Le nouveau plan économique de Trump défie la logique, selon un expert
Points clés
- •Desmond Lachman, senior fellow à l’American Enterprise Institute et ancien responsable du FMI, a estimé que les politiques tarifaires de Trump n’ont pas réduit le déficit commercial ni stimulé l’emploi manufacturier après 18 mois.
- •Le déficit américain des biens et services est resté pratiquement inchangé à environ 900 milliards de dollars en 2025, tandis que l’emploi manufacturier a reculé d’environ 80 000 postes.
- •L’administration prévoit de nouveaux droits de douane sur des dizaines de pays, dont un tarif d’importation de 50 % sur de nombreux produits canadiens, ce qui marquerait une escalade importante avec le deuxième partenaire commercial des États-Unis.
- •La Cour suprême a invalidé en février 2026 les droits de douane réciproques du « jour de la libération » de Trump, estimant qu’il avait dépassé son autorité en matière de pouvoirs d’urgence, mais l’administration a depuis trouvé d’autres voies juridiques pour poursuivre ses droits de douane.
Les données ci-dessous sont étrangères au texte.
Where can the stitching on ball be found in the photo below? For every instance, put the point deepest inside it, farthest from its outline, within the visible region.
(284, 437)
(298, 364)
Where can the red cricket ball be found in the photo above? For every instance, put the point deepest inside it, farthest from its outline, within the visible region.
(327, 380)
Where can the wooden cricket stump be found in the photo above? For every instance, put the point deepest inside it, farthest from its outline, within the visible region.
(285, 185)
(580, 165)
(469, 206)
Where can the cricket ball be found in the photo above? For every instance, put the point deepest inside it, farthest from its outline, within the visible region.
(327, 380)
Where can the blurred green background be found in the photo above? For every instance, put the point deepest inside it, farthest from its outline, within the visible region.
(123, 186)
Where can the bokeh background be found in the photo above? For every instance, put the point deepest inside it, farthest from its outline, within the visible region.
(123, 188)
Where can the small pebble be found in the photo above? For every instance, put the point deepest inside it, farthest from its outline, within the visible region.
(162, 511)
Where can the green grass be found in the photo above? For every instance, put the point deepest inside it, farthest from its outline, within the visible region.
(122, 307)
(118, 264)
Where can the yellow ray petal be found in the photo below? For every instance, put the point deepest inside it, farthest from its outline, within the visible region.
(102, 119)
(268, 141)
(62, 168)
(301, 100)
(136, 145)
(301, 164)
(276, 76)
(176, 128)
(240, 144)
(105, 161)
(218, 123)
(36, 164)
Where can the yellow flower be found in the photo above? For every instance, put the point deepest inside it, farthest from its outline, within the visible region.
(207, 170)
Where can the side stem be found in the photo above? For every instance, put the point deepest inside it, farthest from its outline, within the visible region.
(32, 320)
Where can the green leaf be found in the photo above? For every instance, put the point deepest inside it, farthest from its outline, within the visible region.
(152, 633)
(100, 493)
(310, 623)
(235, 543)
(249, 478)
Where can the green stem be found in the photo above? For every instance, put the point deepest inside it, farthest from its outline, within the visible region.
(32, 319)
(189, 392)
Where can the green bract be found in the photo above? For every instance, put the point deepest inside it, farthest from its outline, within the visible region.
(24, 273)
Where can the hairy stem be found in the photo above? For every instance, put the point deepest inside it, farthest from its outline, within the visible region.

- •Le porte-parole de la Maison-Blanche, Kush Desai, a défendu la stratégie tarifaire, affirmant qu’elle a permis de renégocier plus de 20 accords commerciaux et de sécuriser des milliers de milliards de dollars de nouveaux investissements manufacturiers.

Note de la rédaction : cet article a été mis à jour pour inclure une réponse de la Maison-Blanche.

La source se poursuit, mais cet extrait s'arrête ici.